Consider ETFs that focus on domestic small caps, like Vanguard Small-Cap ETF (NYSE: VB) or Charles Schwab U.S. SmallCap ETF (NYSE: SCHA). For individual stocks, think about companies like Southwest Airlines (NYSE: LUV), and  Dollar Tree Stores (NYSE: DLTR).
Domestic REITs are a great choice. For hotels with only U.S. holdings, buy Ashford Hospitality Trust (NYSE: AHT). Realty Income (NYSE: O) is the famous monthly dividend payer for its shopping center portfolio. Essex Property Trust (NYSE: ESS) is the big apartment player.
Retailers like Home Depot (NYSE: HD) and Lowe’s (NYSE: LOW) are also good.

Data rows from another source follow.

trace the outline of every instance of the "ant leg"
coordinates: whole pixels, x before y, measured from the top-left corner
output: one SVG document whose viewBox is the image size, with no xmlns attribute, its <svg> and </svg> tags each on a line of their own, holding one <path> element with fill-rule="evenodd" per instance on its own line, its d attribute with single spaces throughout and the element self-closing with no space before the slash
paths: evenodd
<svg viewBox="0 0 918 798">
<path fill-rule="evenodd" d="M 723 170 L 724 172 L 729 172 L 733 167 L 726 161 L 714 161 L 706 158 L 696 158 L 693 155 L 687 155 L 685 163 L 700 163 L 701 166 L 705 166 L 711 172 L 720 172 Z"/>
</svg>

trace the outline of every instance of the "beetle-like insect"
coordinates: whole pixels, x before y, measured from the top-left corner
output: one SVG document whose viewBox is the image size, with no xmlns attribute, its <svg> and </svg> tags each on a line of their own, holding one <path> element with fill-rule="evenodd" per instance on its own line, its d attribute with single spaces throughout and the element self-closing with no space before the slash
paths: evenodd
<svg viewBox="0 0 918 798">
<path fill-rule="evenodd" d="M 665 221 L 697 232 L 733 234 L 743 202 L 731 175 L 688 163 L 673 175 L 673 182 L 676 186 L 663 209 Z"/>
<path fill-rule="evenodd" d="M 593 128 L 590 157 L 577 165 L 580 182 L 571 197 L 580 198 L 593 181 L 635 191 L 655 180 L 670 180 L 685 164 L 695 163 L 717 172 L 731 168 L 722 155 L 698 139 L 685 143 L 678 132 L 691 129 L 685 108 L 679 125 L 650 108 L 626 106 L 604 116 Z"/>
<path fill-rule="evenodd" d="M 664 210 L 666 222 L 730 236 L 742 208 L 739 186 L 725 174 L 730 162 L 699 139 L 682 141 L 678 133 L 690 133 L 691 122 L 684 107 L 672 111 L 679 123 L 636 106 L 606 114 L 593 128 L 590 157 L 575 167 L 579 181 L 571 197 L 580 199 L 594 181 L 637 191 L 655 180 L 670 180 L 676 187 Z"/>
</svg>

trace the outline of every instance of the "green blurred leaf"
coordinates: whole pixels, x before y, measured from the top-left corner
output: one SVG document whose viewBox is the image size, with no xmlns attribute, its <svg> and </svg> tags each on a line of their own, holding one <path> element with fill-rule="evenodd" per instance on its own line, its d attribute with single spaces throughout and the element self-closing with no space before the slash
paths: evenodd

So are utilities like Duke Energy (NYSE: DUK).
Business development companies (BDCs) make loans to fast-growing companies in the U.S. only. You can buy a basket of these with the UBS ETRACS Wells Fargo Business Development Company ETN (NYSE: BDCS), which pays an 8% yield.
You can also consider a basket of preferred stocks, in which the underlying companies may have some international exposure, but will have virtually no impact on the preferred issuances. You may want to look at the iShares U.S. Preferred Stock ETF (NYSE: PFF), which holds a big basket of these stocks and pays a 6.18% dividend.
Just remember, these suggestions are based solely on the strong dollar issue, and not on other considerations or factors that may negate that issue.